Ensure headings contain text

rule · empty-heading

Headings provide a roadmap for the page. If a heading is empty, it fails to provide any information about the section it represents, while still appearing in the document's outline.

Code Example

HTML
<!-- ✅ Good: Descriptive heading content -->
<h1>Product Specifications</h1>
 
<!-- ❌ Bad: Empty heading -->
<h2></h2>
 
<!-- ❌ Bad: Heading with only whitespace -->
<h3>   </h3>
 
<!-- ❌ Bad: Heading used only for an icon without text -->
<h4><i class="fas fa-user"></i></h4> <!-- Needs an aria-label or screen-reader-only text -->

Why It Matters

  • Navigation: Screen reader users often navigate pages by jumping from heading to heading.
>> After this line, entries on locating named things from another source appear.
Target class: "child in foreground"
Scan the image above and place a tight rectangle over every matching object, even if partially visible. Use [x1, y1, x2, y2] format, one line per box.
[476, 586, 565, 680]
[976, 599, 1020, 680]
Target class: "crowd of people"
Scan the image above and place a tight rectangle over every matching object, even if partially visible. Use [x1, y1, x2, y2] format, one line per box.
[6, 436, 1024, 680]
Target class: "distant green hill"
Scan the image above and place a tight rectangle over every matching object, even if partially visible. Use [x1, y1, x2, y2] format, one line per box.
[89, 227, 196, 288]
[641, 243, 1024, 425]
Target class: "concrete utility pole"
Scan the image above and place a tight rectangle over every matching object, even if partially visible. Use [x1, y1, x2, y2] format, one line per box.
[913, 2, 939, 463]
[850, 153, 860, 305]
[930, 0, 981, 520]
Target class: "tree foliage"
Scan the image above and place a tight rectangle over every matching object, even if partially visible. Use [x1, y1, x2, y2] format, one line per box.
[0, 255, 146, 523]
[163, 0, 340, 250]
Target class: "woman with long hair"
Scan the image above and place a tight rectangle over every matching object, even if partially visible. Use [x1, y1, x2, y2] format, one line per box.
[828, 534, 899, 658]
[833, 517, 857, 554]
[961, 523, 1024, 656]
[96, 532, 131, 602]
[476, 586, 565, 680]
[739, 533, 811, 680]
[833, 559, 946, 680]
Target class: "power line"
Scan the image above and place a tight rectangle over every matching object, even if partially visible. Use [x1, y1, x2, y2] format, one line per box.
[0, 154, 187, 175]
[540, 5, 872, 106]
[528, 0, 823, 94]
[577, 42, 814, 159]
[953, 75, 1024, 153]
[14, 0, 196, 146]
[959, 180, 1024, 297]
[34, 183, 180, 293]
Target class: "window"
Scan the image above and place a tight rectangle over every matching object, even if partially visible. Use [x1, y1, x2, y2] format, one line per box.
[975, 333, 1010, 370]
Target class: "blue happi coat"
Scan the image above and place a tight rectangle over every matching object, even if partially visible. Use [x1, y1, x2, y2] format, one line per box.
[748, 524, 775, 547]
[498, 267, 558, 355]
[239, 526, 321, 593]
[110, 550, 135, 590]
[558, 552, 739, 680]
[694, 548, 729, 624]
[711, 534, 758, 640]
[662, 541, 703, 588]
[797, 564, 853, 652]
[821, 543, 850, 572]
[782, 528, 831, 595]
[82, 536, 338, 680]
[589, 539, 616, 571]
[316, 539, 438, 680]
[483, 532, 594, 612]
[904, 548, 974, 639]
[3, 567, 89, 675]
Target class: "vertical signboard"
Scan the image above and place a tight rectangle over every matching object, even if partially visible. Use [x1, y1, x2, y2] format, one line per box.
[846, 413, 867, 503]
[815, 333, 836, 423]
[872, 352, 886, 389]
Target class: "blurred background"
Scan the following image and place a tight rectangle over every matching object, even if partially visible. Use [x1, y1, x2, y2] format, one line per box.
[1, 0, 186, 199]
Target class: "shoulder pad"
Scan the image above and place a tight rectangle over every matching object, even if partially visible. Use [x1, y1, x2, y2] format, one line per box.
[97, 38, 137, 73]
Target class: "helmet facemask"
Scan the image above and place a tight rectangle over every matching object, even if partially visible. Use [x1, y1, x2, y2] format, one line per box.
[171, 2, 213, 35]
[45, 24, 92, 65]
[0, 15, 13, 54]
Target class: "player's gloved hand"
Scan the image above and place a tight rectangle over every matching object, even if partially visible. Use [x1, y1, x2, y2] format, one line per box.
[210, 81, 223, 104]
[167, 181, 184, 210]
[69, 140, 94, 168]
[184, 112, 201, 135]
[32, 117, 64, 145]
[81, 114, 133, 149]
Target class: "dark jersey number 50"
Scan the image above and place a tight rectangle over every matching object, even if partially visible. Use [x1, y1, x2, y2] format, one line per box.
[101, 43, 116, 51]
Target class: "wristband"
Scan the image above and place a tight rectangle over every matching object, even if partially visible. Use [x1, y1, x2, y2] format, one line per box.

An empty heading is a frustrating "dead end."
  • SEO: Search engines use headings to understand the hierarchy and topic of your content.
  • Context: Headings help all users quickly scan a page to find the information they need.

Best Practices

Visible Content: Headings should ideally contain text that is visible to all users. ✅ Hidden Text as Fallback: If a heading must be visual-only (like an icon), include text wrapped in a "screen-reader-only" class. ✅ Avoid Styling-Only Headings: Don't use an <h3> just because you like the font size; use CSS for styling and HTML for structure.

Tools & Validation

Exceptions

  • Evaluate the rendered experience before treating a static-code smell as a blocker; interaction timing, browser behavior, and assistive technology output often determine severity.
  • Not every secondary accessibility issue deserves equal weight; prioritize the issue that most directly blocks perception, operation, or understanding.
  • Avoid adding redundant markup or ARIA solely to satisfy a rule when a simpler semantic implementation would eliminate the issue entirely.

Standards

  • Align the implementation with W3C WAI: WCAG Overview and verify the rendered experience, not only the source code.
  • Align the implementation with MDN: Accessibility and verify the rendered experience, not only the source code.

Verification

Automated Checks

  • Inspect the browser accessibility tree or accessibility pane for the relevant element, role, or accessible name.
  • Run an automated accessibility checker such as axe or Lighthouse where applicable.

Manual Checks

  • Test the affected UI with keyboard-only navigation and confirm the rule holds in the rendered experience.
  • Re-test one representative user flow with a screen reader if this rule affects a key interaction.